Question: Here's a subtle question. If you can provide a good answer to this question you've got a great handle on how to think about CUDA's abstractions. Would you say CUDA encourages the programmer to think in manner that is similar to data-parallel/stream programming models, or more like a shaded address space threaded programming model. Or both?

paracon

CUDA encourages the programmer to think along the lines of a data-parallel/stream programming model by asking for a kernel function that can be independently applied on streams(sequence of elements that can be processed independently). The kernel function is the executed in SMs of the GPU.
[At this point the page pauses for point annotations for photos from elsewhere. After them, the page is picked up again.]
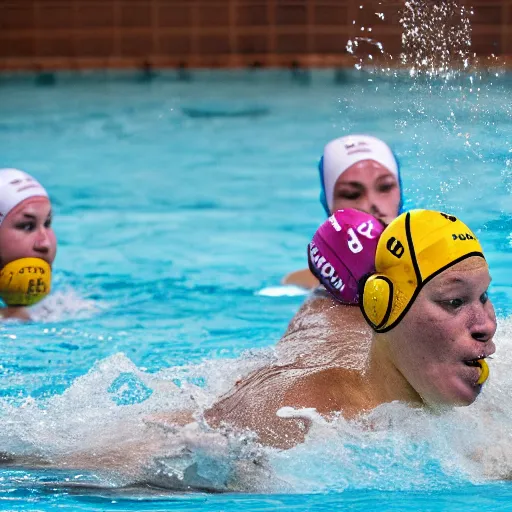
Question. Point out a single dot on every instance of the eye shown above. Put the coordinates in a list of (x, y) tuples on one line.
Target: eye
[(26, 226), (386, 187), (453, 303), (345, 194)]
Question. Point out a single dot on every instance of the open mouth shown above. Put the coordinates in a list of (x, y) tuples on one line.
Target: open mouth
[(484, 369), (474, 362)]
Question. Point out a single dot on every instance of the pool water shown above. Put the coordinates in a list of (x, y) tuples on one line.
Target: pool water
[(179, 206)]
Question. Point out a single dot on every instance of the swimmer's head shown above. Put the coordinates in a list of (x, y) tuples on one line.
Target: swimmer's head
[(25, 219), (360, 172), (428, 302), (343, 251)]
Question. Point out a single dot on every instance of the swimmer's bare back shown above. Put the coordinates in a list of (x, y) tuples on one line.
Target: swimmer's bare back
[(255, 402), (325, 332)]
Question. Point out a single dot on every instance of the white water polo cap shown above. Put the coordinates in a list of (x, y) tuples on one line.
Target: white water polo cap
[(342, 153), (15, 187)]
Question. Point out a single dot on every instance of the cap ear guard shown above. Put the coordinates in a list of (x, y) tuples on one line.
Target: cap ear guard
[(323, 198), (376, 300)]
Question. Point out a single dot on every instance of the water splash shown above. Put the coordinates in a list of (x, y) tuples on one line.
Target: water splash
[(436, 37), (391, 448)]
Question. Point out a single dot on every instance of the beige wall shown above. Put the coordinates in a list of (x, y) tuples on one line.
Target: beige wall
[(125, 33)]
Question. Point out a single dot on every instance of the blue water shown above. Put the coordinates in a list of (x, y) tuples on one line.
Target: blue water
[(171, 222)]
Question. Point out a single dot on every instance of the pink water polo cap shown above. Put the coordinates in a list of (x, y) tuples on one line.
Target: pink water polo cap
[(343, 251)]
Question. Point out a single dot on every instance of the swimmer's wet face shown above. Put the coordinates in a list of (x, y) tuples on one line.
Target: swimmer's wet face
[(370, 187), (448, 328), (27, 232)]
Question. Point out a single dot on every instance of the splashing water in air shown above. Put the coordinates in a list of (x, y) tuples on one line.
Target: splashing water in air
[(436, 37)]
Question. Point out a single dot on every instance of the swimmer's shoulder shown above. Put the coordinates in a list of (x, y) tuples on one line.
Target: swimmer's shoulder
[(302, 278), (328, 391)]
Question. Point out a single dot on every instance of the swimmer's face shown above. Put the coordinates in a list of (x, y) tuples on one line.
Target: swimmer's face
[(449, 326), (26, 232), (369, 187)]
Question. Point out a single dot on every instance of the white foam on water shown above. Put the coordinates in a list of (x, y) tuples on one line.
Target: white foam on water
[(393, 447)]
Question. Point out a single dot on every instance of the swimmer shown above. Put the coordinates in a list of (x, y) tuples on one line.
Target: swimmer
[(433, 326), (341, 253), (360, 172), (27, 243)]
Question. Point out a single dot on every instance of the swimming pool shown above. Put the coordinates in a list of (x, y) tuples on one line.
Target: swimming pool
[(171, 223)]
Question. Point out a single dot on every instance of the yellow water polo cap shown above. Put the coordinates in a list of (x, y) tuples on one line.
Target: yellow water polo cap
[(413, 249), (25, 282)]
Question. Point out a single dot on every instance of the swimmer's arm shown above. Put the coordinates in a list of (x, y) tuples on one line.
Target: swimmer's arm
[(303, 278), (15, 313)]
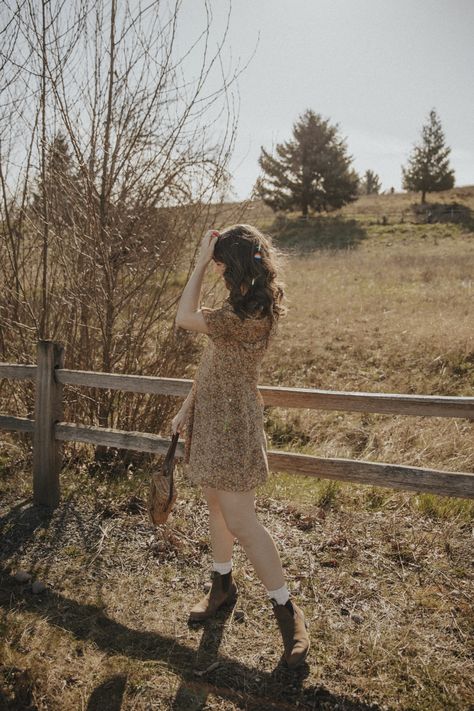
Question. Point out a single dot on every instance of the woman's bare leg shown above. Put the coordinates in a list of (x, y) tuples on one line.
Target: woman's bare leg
[(238, 511), (222, 540)]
Though CUDA does provide shared memory regions(between blocks of a thread, and threads of a block), the basic programming model is not synonymous with shared address space threading model.

nemo

@paracon I agree with the first point, but I think that it does have some aspects of a shared address space threaded programming model. Being able to use _syncthreads() as a barrier for all threads in the block is an example of that. So, I would say both.

pdp

I would agree with nemo. Having a shared address space for all threads in a thread block or having a global device memory along with the notion of all threads in a thread block running concurrently with cooperation makes a programmer think like a shaded address space threaded programming model. Having a warp executing 32 threads in SIMD fashion and all threads in a thread block running concurrently on a single core makes a programmer think like a data-parallel/stream programming model. So it has both elements in its abstraction.

albusshin

Seconded. The thinking process of separating the whole load of work to different threads is data-parallel, and the way of using shared variables corresponds to the shared address space threaded programming model.

fxffx

I think CUDA encourages the programmer to think in manner that is similar to data-parallel/stream programming models, because the threads are grouped by warps and are executed together, so it's more natural to let all these threads do similar instructions on different parts of data.